Acromicric dysplasia is a rare bone dysplasia characterized by short stature, short hands and feet, mild facial dysmorphism, and characteristic X-ray abnormalities of the hands.
The prevalence is unknown. Fewer than 60 patients with this condition have been reported to date.
Length is usually normal at birth but postnatally height falls progressively below normal percentiles. The mean adult height is 130 cm (133 cm in males, 129 cm in females). The hands, feet, and limbs are short and occipitofrontal circumference is normal. There is no intellectual deficit. Mild dysmorphic features have been noted, including a round face, narrow palpebral fissures, well-defined eyebrows, long eyelashes, a bulbous nose with anteverted nostrils, a long and prominent philtrum, and thick lips with a small mouth. Other features include well-developed muscles, a hoarse voice, generalized joint limitations in some patients, frequent ear, tracheal, and respiratory complications, and spine abnormalities. Long-term follow-up shows that facial dysmorphism becomes less obvious in adults and that carpal tunnel syndrome is frequent in older patients.

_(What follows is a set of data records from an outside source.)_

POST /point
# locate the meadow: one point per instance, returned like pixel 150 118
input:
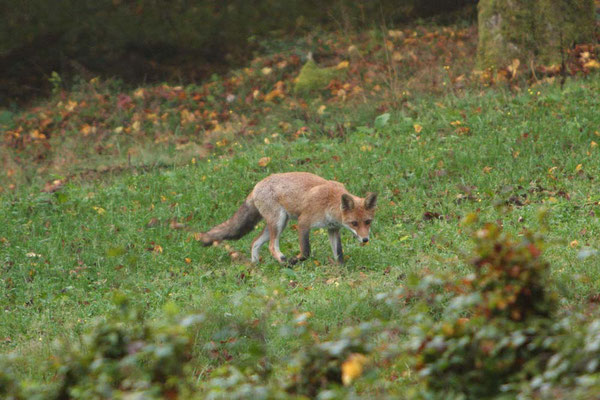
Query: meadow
pixel 504 154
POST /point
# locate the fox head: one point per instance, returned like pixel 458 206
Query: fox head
pixel 358 215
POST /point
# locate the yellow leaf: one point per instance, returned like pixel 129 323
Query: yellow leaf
pixel 353 367
pixel 139 93
pixel 396 34
pixel 264 161
pixel 594 64
pixel 448 329
pixel 99 210
pixel 71 105
pixel 86 129
pixel 37 135
pixel 342 65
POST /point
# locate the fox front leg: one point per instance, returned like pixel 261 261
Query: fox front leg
pixel 303 236
pixel 336 245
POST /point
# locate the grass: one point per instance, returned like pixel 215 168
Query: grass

The disease is caused by heterozygous mutation in the FBN1 gene. Mutations are all located in exon 41-42, encoding TGFβ binding protein-like domain 5.
Diagnosis of acromicric dysplasia can be suspected on association of severe postnatal short stature, short hands and feet, normal intelligence and mild facial dysmorphism. X-ray shows delayed carpal bone age, cone shaped epiphyses, short metacarpals and phalanges with an internal notch of the second metacarpal, an external notch of the fifth metacarpal, as well as an internal notch of the femoral heads. Notches of the hands disappear in adulthood.
Overlapping syndromes include geleophysic dysplasia, Weill-Marchesani syndrome, and Myhre syndrome (see these terms). Geleophysic dysplasia can be distinguished from acromicric dysplasia by the presence of cardiac abnormalities (e.g. cardiac valvular thickening), Weill-Marchesani syndrome by the presence of microspherophakia, and Myhre syndrome by the presence of prognathism, deafness, developmental delay, and a thick calvarium.
Transmission is autosomal dominant. Affected individuals have a 50% risk of transmitting the disease to their offspring.
Orthopedic management may be needed for hip dysplasia during childhood and for carpal tunnel syndrome in older patients. Physical therapy is required to prevent progressive joint limitation. In a few cases, children have been treated with growth hormone therapy. Regular multidisciplinary follow-up is required, especially for respiratory abnormalities.
The prognosis for affected individuals is usually good with a normal life expectancy. However, complications may occur, such as respiratory disorders, which may worsen the prognosis.